Highlights
- Supermicro unveils next-generation AI Factory and HPC systems powered by NVIDIA GB300 and GB200 architectures.
- New liquid-cooled rack-scale platforms aim to boost performance while lowering data center energy use.
- Advanced cooling innovations include rear-door heat exchangers and 200kW sidecar CDUs.
- Expanded SuperBlade, FlexTwin, and BigTwin families target high-density HPC and enterprise AI workloads.
- Supermicro reinforces its focus on end-to-end, energy-efficient IT infrastructure from desk-side to hyperscale.
Super Micro Computer, Inc. (NASDAQ:SMCI) used the global stage of Supercomputing 2025 in St. Louis to spotlight what it sees as the next leap inAIand high-performance computing. The company’s latest Data Center Building Block Solutions® showcased how modern organizations can scale from workstation development environments to full rack-level AI clusters built on NVIDIA’s newest architectures.
At the center of the display was the NVIDIA GB300 NVL72, a liquid-cooled rack-scale platform integrating 72 NVIDIA Blackwell Ultra GPUs and 36 Grace CPUs per rack, each GPU paired with 279GB of HBM3e memory. Supermicro also highlighted its upcoming 4U HGX B300 liquid-cooled server and the compact 1U GB200 NVL4 system designed specifically for large-scale model training and scientific workloads.
Liquid Cooling and DCBBS: Reducing Time-to-Online
Energy-efficient cooling was a major theme for Supermicro at SC25. The company presented an expanded lineup of liquid-ready enclosures, including 8U 20-node and 6U 10-node SuperBlade platforms, as well as the FlexTwin multi-node architecture supporting AMD EPYC 9005 and Intel Xeon 6900 CPUs up to 500W.
To simplify deployment, Supermicro’s DCBBS approach integrates compute, networking, storage, and cooling into modular, ready-to-deploy clusters.

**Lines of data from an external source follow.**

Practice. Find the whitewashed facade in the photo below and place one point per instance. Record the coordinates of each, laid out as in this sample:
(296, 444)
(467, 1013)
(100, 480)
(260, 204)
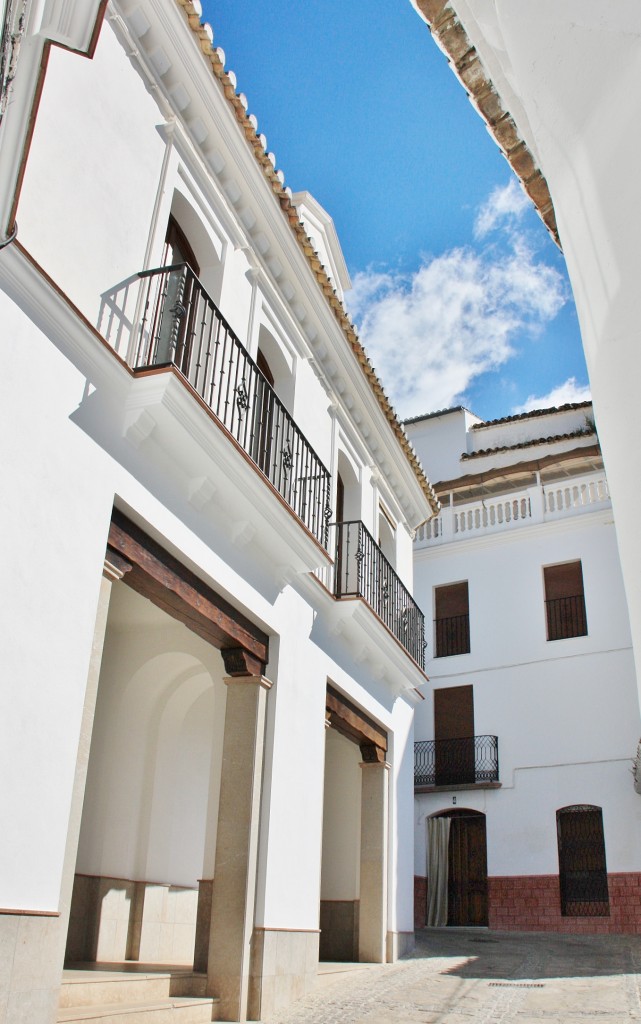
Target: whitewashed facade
(530, 653)
(182, 619)
(559, 85)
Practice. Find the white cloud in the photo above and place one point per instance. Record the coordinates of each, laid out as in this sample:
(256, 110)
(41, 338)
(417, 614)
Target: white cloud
(570, 391)
(503, 209)
(430, 333)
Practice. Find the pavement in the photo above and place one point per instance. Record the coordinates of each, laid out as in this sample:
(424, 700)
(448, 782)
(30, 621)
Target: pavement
(473, 976)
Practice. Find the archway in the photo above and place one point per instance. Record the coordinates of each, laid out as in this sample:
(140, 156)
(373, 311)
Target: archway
(458, 889)
(148, 827)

New rear-door heat exchangers offer cooling capacity options of 50kW or 80kW, while the liquid-to-air Sidecar CDU can handle up to 200kW with no external plant infrastructure. These solutions target enterprises looking to speed up cluster commissioning while reducing operational energy use.
Optimized Product Families for Every Intensive Workload
Supermicro emphasized how its system families cater to HPC, cloud AI, financial analytics, manufacturing simulation, climate modeling, and semiconductor design.
The X14 SuperBlade continues to serve as a premium choice for GPU-dense and CPU-heavy workloads with integrated networking options. FlexTwin, meanwhile, enables up to 24,576 performance cores in a single 48U rack for institutions requiring compact but high-capacity compute clusters.
For cost-optimized density, the MicroBlade and MicroCloud families support up to 40 nodes in 6U or 10 nodes in 3U, enabling efficient scaling for x86 and GPU-augmented workloads. Supermicro also showcased petascale flash storage platforms and rackmount workstations for organizations seeking centralized resources with secure access and high throughput.
Conclusion
Supermicro’s SC25 portfolio makes clear the company’s intention to lead the AI and HPC infrastructure market with modular, cooling-efficient, and scalable designs. By pairing NVIDIA’s latest Blackwell-generation hardware with ready-to-deploy DCBBS architectures and advanced liquid-cooling options, Supermicro continues to help enterprises reduce time-to-online while supporting increasingly compute-intensive scientific and AI workloads.